Hydroxysteroid 17-β dehydrogenase 13 variant increases phospholipids and protects against fibrosis in nonalcoholic fatty liver disease.
Luukkonen PK., Tukiainen T., Juuti A., Sammalkorpi H., Haridas PAN., Niemelä O., Arola J., Orho-Melander M., Hakkarainen A., Kovanen PT., Dwivedi O., Groop L., Hodson L., Gastaldelli A., Hyötyläinen T., Orešič M., Yki-Järvinen H.
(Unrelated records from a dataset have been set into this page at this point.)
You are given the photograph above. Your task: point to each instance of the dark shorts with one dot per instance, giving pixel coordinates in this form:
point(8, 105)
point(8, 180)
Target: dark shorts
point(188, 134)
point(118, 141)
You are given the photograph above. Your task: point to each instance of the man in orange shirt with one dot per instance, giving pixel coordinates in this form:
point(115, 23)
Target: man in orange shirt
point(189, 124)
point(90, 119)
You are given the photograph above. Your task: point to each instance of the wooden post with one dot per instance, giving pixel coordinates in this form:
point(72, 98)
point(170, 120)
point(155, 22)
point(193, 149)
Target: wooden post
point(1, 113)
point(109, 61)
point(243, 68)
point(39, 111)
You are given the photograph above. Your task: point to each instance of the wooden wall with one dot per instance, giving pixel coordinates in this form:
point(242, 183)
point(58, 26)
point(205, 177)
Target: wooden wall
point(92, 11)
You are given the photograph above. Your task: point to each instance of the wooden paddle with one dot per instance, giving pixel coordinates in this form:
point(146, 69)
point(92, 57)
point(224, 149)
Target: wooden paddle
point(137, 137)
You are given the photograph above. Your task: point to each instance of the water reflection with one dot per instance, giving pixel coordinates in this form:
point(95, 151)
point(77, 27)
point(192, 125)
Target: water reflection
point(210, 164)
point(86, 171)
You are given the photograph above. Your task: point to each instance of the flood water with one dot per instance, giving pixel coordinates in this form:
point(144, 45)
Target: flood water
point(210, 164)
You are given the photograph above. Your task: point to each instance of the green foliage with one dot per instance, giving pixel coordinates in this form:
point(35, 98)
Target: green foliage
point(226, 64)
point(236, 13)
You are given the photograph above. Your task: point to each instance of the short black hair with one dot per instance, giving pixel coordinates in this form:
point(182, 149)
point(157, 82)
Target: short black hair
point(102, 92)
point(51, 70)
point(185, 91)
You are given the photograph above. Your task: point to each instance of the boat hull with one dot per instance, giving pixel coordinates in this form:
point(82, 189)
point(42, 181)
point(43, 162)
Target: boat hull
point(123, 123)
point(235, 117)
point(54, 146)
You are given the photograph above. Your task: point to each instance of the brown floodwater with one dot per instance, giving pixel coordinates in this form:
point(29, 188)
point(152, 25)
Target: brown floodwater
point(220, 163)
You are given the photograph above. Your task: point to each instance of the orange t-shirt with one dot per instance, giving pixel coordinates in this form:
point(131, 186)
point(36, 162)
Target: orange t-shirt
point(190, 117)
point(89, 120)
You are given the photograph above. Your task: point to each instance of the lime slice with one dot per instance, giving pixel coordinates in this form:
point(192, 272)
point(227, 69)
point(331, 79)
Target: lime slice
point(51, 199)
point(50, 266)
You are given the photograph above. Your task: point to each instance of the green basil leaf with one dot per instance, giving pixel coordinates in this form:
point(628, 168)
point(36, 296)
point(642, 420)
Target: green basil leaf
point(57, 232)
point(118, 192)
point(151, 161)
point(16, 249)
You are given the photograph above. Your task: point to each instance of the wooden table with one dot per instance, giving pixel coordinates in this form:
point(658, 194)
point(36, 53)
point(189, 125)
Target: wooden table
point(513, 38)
Carriers of the hydroxysteroid 17-β dehydrogenase 13 (HSD17B13) gene variant (rs72613567:TA) have a reduced risk of NASH and cirrhosis but not steatosis. We determined its effect on liver histology, lipidome, and transcriptome using ultra performance liquid chromatography-mass spectrometry and RNA-seq. In carriers and noncarriers of the gene variant, we also measured pathways of hepatic fatty acids (de novo lipogenesis [DNL] and adipose tissue lipolysis [ATL] using 2H2O and 2H-glycerol) and insulin sensitivity using 3H-glucose and euglycemic-hyperinsulinemic clamp) and plasma cytokines. Carriers and noncarriers had similar age, sex and BMI. Fibrosis was significantly less frequent while phospholipids, but not other lipids, were enriched in the liver in carriers compared with noncarriers. Expression of 274 genes was altered in carriers compared with noncarriers, consisting predominantly of downregulated inflammation-related gene sets. Plasma IL-6 concentrations were lower, but DNL, ATL and hepatic insulin sensitivity were similar between the groups. In conclusion, carriers of the HSD17B13 variant have decreased fibrosis and expression of inflammation-related genes but increased phospholipids in the liver. These changes are not secondary to steatosis, DNL, ATL, or hepatic insulin sensitivity. The increase in phospholipids and decrease in fibrosis are opposite to features of choline-deficient models of liver disease and suggest HSD17B13 as an attractive therapeutic target.